On December 9, 2022, Karim Zidan wrote an article for The Guardian where he opined that the UFC only has itself to blame for the betting controversy. In stark contrast to other major sports entities, the UFC does not prohibit insiders – such as coaches, managers, handlers and medical professionals – from betting on its fights. The AGCO also blamed the UFC for being the reason they had to ban gambling on any UFC fight, citing the same lack of policies. Prior to an amendment to its code of conduct on October 17, 2022, less than one month before the Minner and Nuerdanbieke fight, the UFC did not have any restrictions on fighters and their teams from betting on fights whatsoever, including their own.

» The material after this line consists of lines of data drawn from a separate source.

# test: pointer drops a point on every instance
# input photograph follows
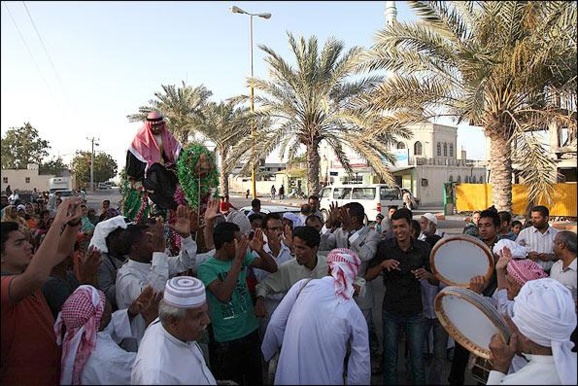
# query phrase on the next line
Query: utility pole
(93, 144)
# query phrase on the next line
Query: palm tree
(312, 102)
(507, 66)
(224, 125)
(180, 106)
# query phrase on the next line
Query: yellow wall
(470, 197)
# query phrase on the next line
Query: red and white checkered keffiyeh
(344, 264)
(81, 314)
(524, 270)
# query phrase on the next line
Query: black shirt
(402, 288)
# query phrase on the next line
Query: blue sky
(96, 62)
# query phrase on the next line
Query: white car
(266, 209)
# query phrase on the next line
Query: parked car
(414, 200)
(375, 198)
(280, 209)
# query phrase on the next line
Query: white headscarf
(545, 313)
(102, 230)
(518, 251)
(344, 264)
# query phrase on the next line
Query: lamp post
(265, 15)
(93, 144)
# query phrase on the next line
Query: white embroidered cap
(184, 292)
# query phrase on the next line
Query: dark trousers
(459, 364)
(239, 360)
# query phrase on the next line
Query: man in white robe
(91, 354)
(318, 324)
(169, 353)
(544, 318)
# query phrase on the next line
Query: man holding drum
(403, 262)
(544, 318)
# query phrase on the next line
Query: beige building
(424, 163)
(25, 180)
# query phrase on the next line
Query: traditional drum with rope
(455, 260)
(470, 319)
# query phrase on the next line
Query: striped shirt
(535, 241)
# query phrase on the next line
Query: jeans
(413, 327)
(459, 365)
(440, 344)
(239, 360)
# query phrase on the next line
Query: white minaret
(390, 12)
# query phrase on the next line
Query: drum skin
(470, 319)
(456, 259)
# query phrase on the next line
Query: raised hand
(505, 257)
(89, 264)
(257, 241)
(345, 219)
(68, 211)
(478, 284)
(156, 233)
(212, 212)
(333, 215)
(288, 239)
(182, 224)
(241, 249)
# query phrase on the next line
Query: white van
(375, 198)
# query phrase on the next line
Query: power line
(45, 50)
(31, 55)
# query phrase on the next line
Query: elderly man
(428, 224)
(544, 317)
(151, 159)
(302, 318)
(539, 238)
(91, 354)
(169, 353)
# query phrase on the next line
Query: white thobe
(315, 330)
(134, 276)
(535, 241)
(163, 359)
(540, 370)
(272, 300)
(108, 363)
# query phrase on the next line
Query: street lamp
(265, 15)
(93, 143)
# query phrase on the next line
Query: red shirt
(30, 355)
(224, 206)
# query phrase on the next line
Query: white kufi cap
(184, 292)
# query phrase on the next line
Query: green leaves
(21, 146)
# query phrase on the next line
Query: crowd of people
(94, 298)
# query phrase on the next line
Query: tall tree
(224, 125)
(180, 107)
(105, 167)
(506, 66)
(55, 166)
(313, 101)
(21, 146)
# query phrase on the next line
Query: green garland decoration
(134, 202)
(189, 182)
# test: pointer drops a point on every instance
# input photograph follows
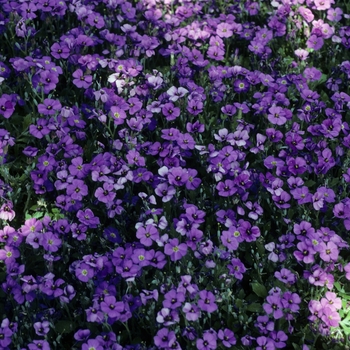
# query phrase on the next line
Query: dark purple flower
(175, 250)
(265, 343)
(88, 218)
(163, 337)
(227, 337)
(207, 342)
(81, 80)
(42, 328)
(207, 301)
(274, 306)
(111, 307)
(84, 272)
(39, 345)
(285, 276)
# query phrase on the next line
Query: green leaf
(64, 326)
(259, 289)
(254, 307)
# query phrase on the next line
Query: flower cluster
(174, 174)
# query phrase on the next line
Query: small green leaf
(64, 326)
(254, 307)
(259, 289)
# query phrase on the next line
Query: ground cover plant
(174, 174)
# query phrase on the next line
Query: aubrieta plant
(174, 174)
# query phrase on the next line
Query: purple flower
(49, 106)
(274, 306)
(305, 253)
(330, 317)
(92, 344)
(208, 342)
(42, 328)
(277, 116)
(227, 337)
(167, 317)
(175, 250)
(88, 218)
(111, 307)
(237, 268)
(77, 190)
(328, 251)
(164, 337)
(6, 106)
(207, 301)
(285, 276)
(265, 343)
(176, 93)
(173, 299)
(192, 312)
(81, 80)
(6, 211)
(226, 188)
(39, 345)
(147, 235)
(84, 272)
(5, 335)
(51, 242)
(279, 338)
(264, 324)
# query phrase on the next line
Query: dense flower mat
(174, 174)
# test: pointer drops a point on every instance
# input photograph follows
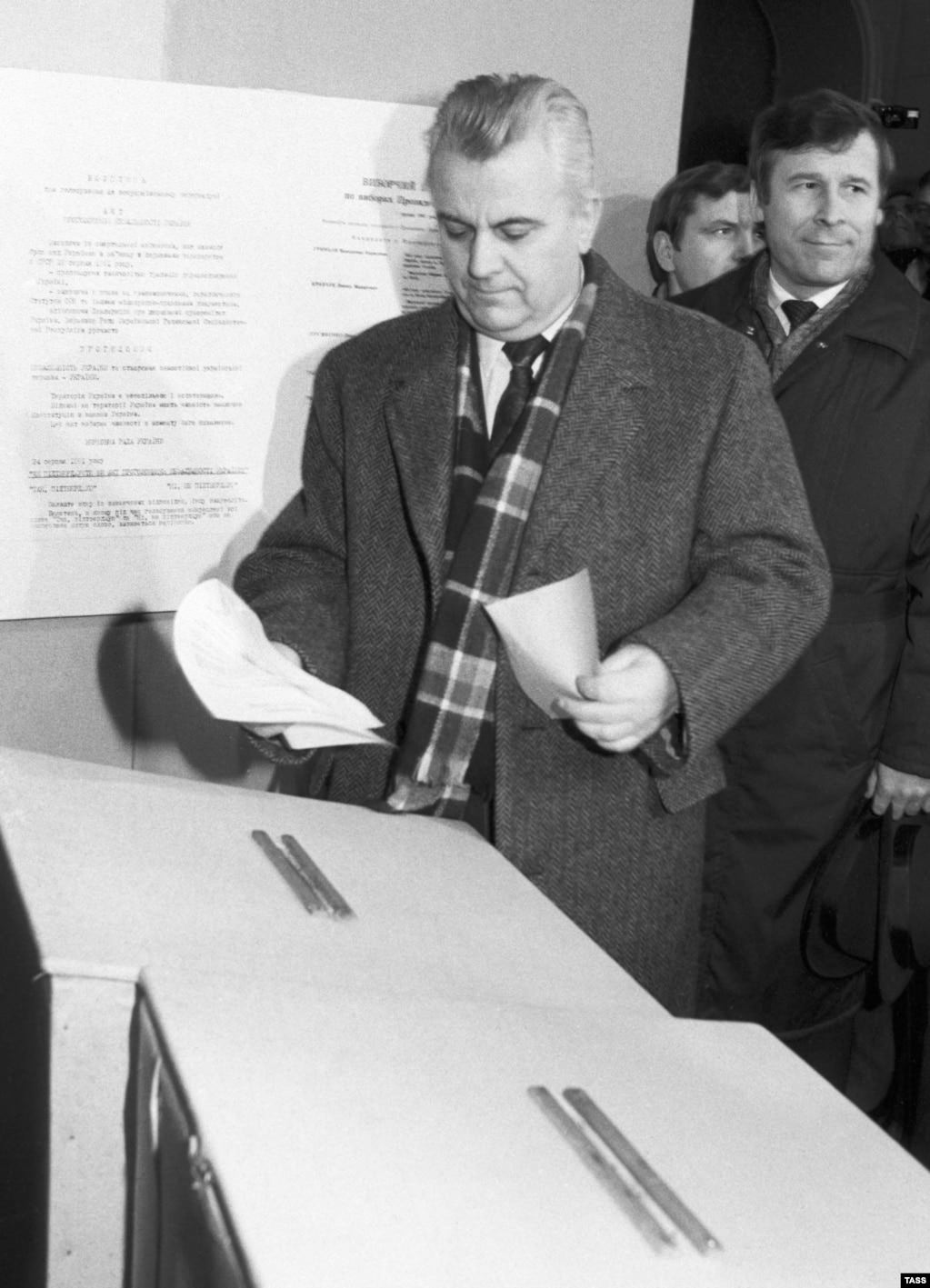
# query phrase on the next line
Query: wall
(107, 689)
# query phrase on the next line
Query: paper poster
(176, 259)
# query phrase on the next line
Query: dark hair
(819, 119)
(479, 117)
(676, 200)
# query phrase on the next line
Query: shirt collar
(778, 295)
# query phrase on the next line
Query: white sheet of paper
(552, 638)
(238, 675)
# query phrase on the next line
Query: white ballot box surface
(374, 1142)
(111, 871)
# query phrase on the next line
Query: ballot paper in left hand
(552, 638)
(238, 675)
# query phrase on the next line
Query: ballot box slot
(636, 1183)
(642, 1171)
(309, 884)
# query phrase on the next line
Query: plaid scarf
(455, 692)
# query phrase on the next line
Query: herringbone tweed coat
(671, 479)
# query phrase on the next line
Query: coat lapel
(420, 413)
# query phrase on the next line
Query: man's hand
(905, 794)
(629, 697)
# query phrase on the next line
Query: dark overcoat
(671, 479)
(856, 404)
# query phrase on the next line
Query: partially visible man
(848, 344)
(918, 269)
(544, 420)
(701, 225)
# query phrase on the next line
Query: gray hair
(479, 117)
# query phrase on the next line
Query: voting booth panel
(179, 1230)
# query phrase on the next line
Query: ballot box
(352, 1140)
(105, 873)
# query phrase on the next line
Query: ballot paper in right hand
(238, 675)
(552, 638)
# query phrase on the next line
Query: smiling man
(701, 225)
(848, 343)
(543, 420)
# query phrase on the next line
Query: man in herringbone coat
(664, 469)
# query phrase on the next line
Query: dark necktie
(797, 312)
(522, 354)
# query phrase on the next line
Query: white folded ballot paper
(238, 675)
(552, 638)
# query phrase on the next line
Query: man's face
(921, 218)
(719, 234)
(821, 215)
(512, 237)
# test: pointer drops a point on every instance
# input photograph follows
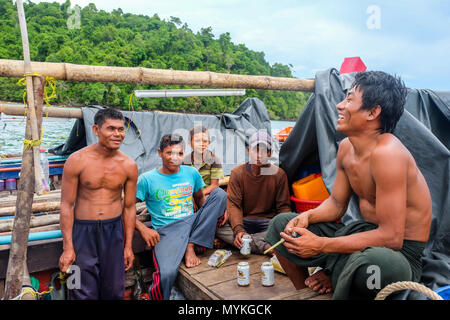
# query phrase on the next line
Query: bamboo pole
(19, 241)
(37, 207)
(53, 112)
(75, 72)
(7, 225)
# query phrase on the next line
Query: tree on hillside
(129, 40)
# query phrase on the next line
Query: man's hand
(238, 239)
(225, 218)
(300, 221)
(128, 258)
(150, 236)
(306, 245)
(66, 260)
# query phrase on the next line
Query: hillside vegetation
(130, 40)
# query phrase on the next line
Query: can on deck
(243, 274)
(267, 276)
(246, 239)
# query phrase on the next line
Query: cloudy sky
(408, 38)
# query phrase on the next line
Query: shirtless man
(97, 224)
(394, 200)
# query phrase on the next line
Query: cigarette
(274, 246)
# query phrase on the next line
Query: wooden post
(26, 188)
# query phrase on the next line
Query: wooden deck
(208, 283)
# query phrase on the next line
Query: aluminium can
(267, 274)
(246, 239)
(243, 274)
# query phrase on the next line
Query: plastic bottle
(44, 169)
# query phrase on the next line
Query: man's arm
(214, 184)
(199, 198)
(389, 166)
(282, 197)
(129, 212)
(69, 188)
(389, 170)
(234, 203)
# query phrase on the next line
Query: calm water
(56, 131)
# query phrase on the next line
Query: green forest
(130, 40)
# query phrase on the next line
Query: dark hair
(380, 88)
(169, 140)
(107, 113)
(197, 129)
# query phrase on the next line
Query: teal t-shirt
(168, 197)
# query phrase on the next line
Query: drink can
(246, 239)
(243, 274)
(267, 276)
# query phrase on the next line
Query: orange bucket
(310, 188)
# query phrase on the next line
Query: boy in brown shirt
(257, 191)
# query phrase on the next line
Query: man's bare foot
(190, 258)
(319, 282)
(218, 244)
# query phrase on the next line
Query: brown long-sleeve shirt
(256, 195)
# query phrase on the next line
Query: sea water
(56, 132)
(12, 133)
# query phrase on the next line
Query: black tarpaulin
(228, 132)
(424, 129)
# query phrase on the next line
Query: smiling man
(257, 191)
(386, 246)
(97, 224)
(176, 232)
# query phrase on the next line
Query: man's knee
(381, 267)
(219, 194)
(279, 222)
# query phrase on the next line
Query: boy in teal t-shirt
(169, 196)
(169, 193)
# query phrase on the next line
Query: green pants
(361, 274)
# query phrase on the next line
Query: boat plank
(301, 294)
(224, 273)
(192, 289)
(230, 290)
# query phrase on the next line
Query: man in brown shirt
(257, 191)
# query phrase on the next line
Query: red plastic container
(304, 205)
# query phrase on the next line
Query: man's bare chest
(99, 175)
(360, 178)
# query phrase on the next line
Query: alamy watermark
(73, 281)
(74, 20)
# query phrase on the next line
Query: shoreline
(142, 110)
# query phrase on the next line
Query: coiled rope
(405, 285)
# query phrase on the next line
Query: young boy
(206, 162)
(169, 193)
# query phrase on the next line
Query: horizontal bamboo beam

Zidan also wrote that the UFC's "mistreatment of its fighters" helped create the conditions for the betting scandal, as its underpaid and under-insured fighters must seek alternative sources of income. On January 19, 2023, the UFC amended their code of conduct policy to prohibit "an athlete's coaches, managers, handlers, athletic trainers, and other individuals affiliated with the athletes or UFC" from gambling on any UFC match. The AGCO reinstated betting on UFC fights that same day as a result of the change.

==2025==
===Alleged match-fixing controversy===

During the UFC Fight Night: Garcia vs. Onama on November 1, 2025, held at UFC Apex in Enterprise, Nevada, betting lines for featherweight fighter Isaac Dulgarian shifted dramatically just before, and during, his bout against Yadier del Valle. Dulgarian, whom was initially listed as a heavy favorite, saw his odds drop significantly during the fight and some sportsbooks removed the prop bets surrounding the fight like betting on a first-round finish. The irregular betting lines raised suspicion across the MMA community the following day. On November 4 the UFC issued a statement regarding the irregular betting patterns: "Like many professional sports organizations, UFC works with an independent betting integrity service to monitor wagering activity on our events... Our betting integrity partner, IC360, monitors wagering on every UFC event and is conducting a thorough review of the facts surrounding the Dulgarian vs. del Valle bout on Saturday, November 1." Adding, "We take these allegations very seriously, and along with the health and safety of our fighters, nothing is more important than the integrity of our sport." Dulgarian was released from the UFC the day after the event, while the Nevada State Athletic Commission (NSAC) withheld his entire fight purse.

Speaking to TMZ, UFC President Dana White later stated that he was alerted by sports betting watchdog Integrity Compliance 360 (IC360) of abnormal betting interest between Yadier del Valle and Isaac Dulgarian. Following the fight, White immediately contacted the Federal Bureau of Investigation (FBI). An FBI investigation is still ongoing.